Neither is there a direct relationship between democratizing ownership and combating the various oppressions implicated in capitalist difference-making. A cooperatively owned platform wouldn’t put an end to algorithmic racism, for instance. This brings us to another important point: sometimes the most emancipatory option isn’t to transform how infrastructures are owned and organized, but to dismantle them entirely.
Thinking in Motion
Consider the Stop LAPD Spying Coalition, an alliance that has been organizing against police surveillance in Los Angeles for years. They have successfully pushed the LAPD to abandon two predictive policing programs — programs that led to increased police violence against working-class communities of color. The organizers did not want these programs reformed, but stopped. They were not demanding that the ownership of the algorithmic policing apparatus be “democratized,” whatever that might mean, but abolished.
Here is an organization that is taking on tech’s tendency to intensify capitalist difference-making, and using the framework of abolition to do so. One can see a similar approach in the emerging movement against facial recognition, as some city governments ban public agencies from using the software. Such campaigns are guided by the belief that certain technologies are too dangerous to exist. They suggest that one solution to what Gandy called the “panoptic sort” is to smash the tools that enable such sorting to take place.
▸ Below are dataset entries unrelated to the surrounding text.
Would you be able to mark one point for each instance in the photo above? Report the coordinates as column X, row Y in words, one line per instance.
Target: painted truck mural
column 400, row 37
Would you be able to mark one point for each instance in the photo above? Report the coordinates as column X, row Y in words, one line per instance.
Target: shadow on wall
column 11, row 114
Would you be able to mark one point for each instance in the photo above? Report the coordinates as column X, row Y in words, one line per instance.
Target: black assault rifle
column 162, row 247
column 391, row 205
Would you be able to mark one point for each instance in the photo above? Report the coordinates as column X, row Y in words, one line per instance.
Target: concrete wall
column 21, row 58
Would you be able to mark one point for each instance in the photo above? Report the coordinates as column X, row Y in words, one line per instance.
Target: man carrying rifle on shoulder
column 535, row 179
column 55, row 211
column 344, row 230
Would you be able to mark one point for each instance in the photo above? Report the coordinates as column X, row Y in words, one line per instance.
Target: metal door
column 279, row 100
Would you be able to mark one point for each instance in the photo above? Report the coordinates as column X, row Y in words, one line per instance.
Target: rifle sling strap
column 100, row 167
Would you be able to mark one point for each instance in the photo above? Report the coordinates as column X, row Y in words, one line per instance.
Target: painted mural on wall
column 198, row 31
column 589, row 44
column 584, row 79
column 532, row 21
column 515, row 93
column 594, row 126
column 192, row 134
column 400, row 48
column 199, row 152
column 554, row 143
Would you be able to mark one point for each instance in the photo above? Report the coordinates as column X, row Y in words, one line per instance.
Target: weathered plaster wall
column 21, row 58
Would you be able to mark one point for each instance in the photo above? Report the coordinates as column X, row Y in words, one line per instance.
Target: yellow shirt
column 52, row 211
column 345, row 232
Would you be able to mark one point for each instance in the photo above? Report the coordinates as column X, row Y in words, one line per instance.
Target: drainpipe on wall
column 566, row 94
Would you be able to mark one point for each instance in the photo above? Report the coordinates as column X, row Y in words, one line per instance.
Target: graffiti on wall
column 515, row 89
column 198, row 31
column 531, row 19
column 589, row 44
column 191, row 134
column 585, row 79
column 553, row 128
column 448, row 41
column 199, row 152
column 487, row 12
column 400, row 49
We might call this the Luddite option, and it’s an essential component of any democratic future. The historian David F. Noble once wrote about the importance of perceiving technology “in the present tense.” He praised the Luddites for this reason: the Luddites destroyed textile machinery in nineteenth-century England because they recognized the threat that it posed to their livelihood. They didn’t buy into the gospel of technological progress that instructed them to patiently await a better future; rather, they saw what certain technologies were doing to them in the present tense, and took action to stop them. They weren’t against technology in the abstract. They were against the relationships of domination that particular technologies enacted. By dismantling those technologies, they also dismantled those relationships — and forced the creation of new ones, from below.
Machine-breaking is often a good idea; for more ideas, we can turn to other movements. Tech workers are taking collective action against contracts with the Pentagon and ICE, and demanding an end to gendered discrimination and harassment. Gig workers for platforms like Uber are organizing for better wages, benefits, and working conditions. Within these movements we can find more useful materials to think with, materials that might disclose the contours of a society organized along different lines.
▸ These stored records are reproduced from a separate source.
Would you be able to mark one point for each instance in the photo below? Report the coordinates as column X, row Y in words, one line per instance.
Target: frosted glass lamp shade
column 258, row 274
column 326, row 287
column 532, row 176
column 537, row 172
The intellectual is not the only one who thinks. Masses of people in motion also think. And it is the thinking of these two together, in the creativity that results from their continuous interaction, that furnishes the form and content of anything worth calling socialism. This process is messy and circuitous, with many blind alleys and false starts. It involves more time spent moving contradictions around, and creating new ones, than resolving them. But it is the only path to a future where capital’s motion finally grinds to a halt, and a different set of considerations — human need, a habitable planet — comes to coordinate our common life. This is how the Left will answer the question of what is to be done, about tech and about everything else: by thinking en masse and thinking in motion, while traversing difficult terrain.